È nuovamente il Coordinamento migranti a riferire di un insulto rivolto da un lavoratore a tempo indeterminato a un collega precario per il colore della sua pelle: “Il razzismo è uno strumento che serve a governare il lavoro migrante”.
L’insulto razzista di cui si ha avuto notizia due settimane fa non sarebbe un episodio isolato. Il Coordinamento migranti denuncia infatti una nuova vicenda anch’essa avvenuta all’Interporto: “Lo scorso anno C. lavorava a chiamata in un magazzino. Appena arrivato sapeva già usare il muletto e aveva il patentino per farlo. ‘Ma può un nero imparare così velocemente un lavoro da bianco?’ Deve aver pensato così quel lavoratore a tempo indeterminato che, insospettito da un nero che guida un muletto, ha intimato a C. di mostrargli il patentino. Una provocazione, ma C. non ha abbassato la testa in silenzio. Ha risposto a tono e gli ha chiesto di mostrargli il suo di patentino. In cambio si è preso in piena faccia un ‘n*gro di merda’”.
Prosegue l’articolo sul sito del Coordinamento: “‘So di essere nero, ma non c’è nessun n*gro di merda’, ci dice C. L’insulto razzista ha fatto male ma C. non lo ha denunciato, semplicemente si è rifiutato di lavorare con un razzista. Da allora, e sono passati pochi mesi, C. ha cambiato più lavori, attende il ricorso dopo il diniego della Commissione territoriale e oggi lavora in un altro magazzino dell’Inteporto, ma non più a chiamata”.

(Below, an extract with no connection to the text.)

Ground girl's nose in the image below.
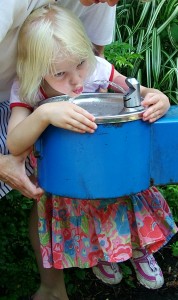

“Non basta però scandalizzarsi – si legge in conclusione – perché il razzismo, violento e sfacciato, esiste ancora. Il razzismo è infatti uno strumento che serve a governare il lavoro migrante: serve a intimidire donne e uomini migranti, a tenerli al loro posto, a dividerli dagli altri lavoratori. Il razzismo non è fatto solo di parole che insultano i neri e suonano sporche all’orecchio dei bianchi, ma segna gerarchie che girano attorno ai documenti, diversi uno dall’altro ma tutti da rinnovare, che i migranti tengono in tasca”.